Au pied de la criée de Port-la-Nouvelle, comme dans les autres ports de Méditerranée, les chalutiers sont à quai pour un mois, victimes d'une diminution de la taille du poisson et de la hausse du prix du gazole.
"Pour un pêcheur, c'est dur de faire rester le bateau à quai, c'est la pire chose qui puisse arriver", se désole le président du syndicat des chalutiers du port, Bernard Pérez, devant les neuf navires amarrés.
Les chalutiers de Sète (Hérault), du Grau-du-Roi (Gard), de Port-Vendres (Pyrénées-Orientales) et de Marseille respectent eux aussi un arrêt de pêche de 35 jours, une mesure prise pour la deuxième année consécutive. Ils sont indemnisés par l'Etat sur la base des revenus des années précédentes.
Cette décision, acceptée par tous les métiers de la mer, répond à une réalité simple : ces gros navires de plus de 20 m ne sont plus rentables en Méditerranée. "On était dans une période très difficile, chaque armement sortait à perte", reconnaît M. Pérez.
Pourtant, la ressource traditionnelle de ces chalutiers, le "poisson bleu" (sardine et anchois), est toujours là. "Les poissons sont disponibles en nombre, avec une tendance à une hausse de la population, notamment pour les anchois", selon le dernier rapport PelMed (Pélagiques Méditerranée) de l'Ifremer.
Mais pour une raison indéterminée (qualité de la nourriture et des conditions environnementales...), on observe une forte mortalité après l'âge d'un an, constate David Roos, scientifique de l'Ifremer à Sète.
Sardines et anchois sont donc présents en grand nombre, mais de petite taille et "il y a une forte diminution de la quantité de poissons adultes capturable par la pêcherie", un phénomène observé depuis 2008, remarque-t-il.
"A Port-la-Nouvelle, le tonnage des poissons bleus est passé de 2.600 à 400 tonnes entre 2008 à 2011, et à Port-Vendres, de 1.200 à 700", précise Stéphane Péron, délégué à la Direction départementale des territoires et de la mer (DDTM) pour les Pyrénées-Orientales et l'Aude.
Les "petits métiers", pêcheurs avec des bateaux de petit tonnage, s'en sortent encore.

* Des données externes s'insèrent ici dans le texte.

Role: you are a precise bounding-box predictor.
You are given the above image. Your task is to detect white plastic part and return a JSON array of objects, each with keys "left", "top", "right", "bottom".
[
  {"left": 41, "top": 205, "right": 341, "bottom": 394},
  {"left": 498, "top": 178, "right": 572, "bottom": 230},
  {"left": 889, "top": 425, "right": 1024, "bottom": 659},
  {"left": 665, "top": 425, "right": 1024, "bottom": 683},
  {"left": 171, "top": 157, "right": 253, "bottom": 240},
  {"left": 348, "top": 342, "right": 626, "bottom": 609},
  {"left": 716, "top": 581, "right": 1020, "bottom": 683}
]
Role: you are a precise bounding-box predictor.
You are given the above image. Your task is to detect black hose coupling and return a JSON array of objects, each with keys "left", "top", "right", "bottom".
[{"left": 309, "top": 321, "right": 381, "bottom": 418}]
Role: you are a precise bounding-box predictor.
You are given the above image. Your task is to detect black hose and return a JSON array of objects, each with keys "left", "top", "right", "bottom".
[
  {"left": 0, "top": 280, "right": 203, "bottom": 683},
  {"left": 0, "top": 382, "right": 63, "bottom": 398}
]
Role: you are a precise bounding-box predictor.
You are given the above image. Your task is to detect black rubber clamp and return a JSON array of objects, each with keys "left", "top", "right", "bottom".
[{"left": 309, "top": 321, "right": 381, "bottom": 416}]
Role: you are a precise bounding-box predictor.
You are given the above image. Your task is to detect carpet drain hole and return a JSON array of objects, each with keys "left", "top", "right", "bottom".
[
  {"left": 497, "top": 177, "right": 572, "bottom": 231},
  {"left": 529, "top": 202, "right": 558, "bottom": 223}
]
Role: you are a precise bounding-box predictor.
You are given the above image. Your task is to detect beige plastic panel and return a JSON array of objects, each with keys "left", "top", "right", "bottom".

Mais les chalutiers, gros consommateurs de gazole, ont du mal à survivre. "Pour 1.800 euros de recette par jour, on dépense 1.400 à 1.500 euros en gazole" et il faut encore payer l'équipage et les frais annexes, précise Bernard Pérez, armateur de l'Edouard-François.
"On aurait un gazole à un prix raisonnable de 0,40 centime, au lieu de 0,75 actuellement, les bateaux seraient rentables, on pourrait donner un salaire décent à l'équipage", estime-t-il.
Les pêcheurs de "bleu" ont bien tenté de pallier le manque à gagner en se tournant vers le poisson "blanc", comme le merlu, mais celui-ci est en diminution, victime de la surpêche.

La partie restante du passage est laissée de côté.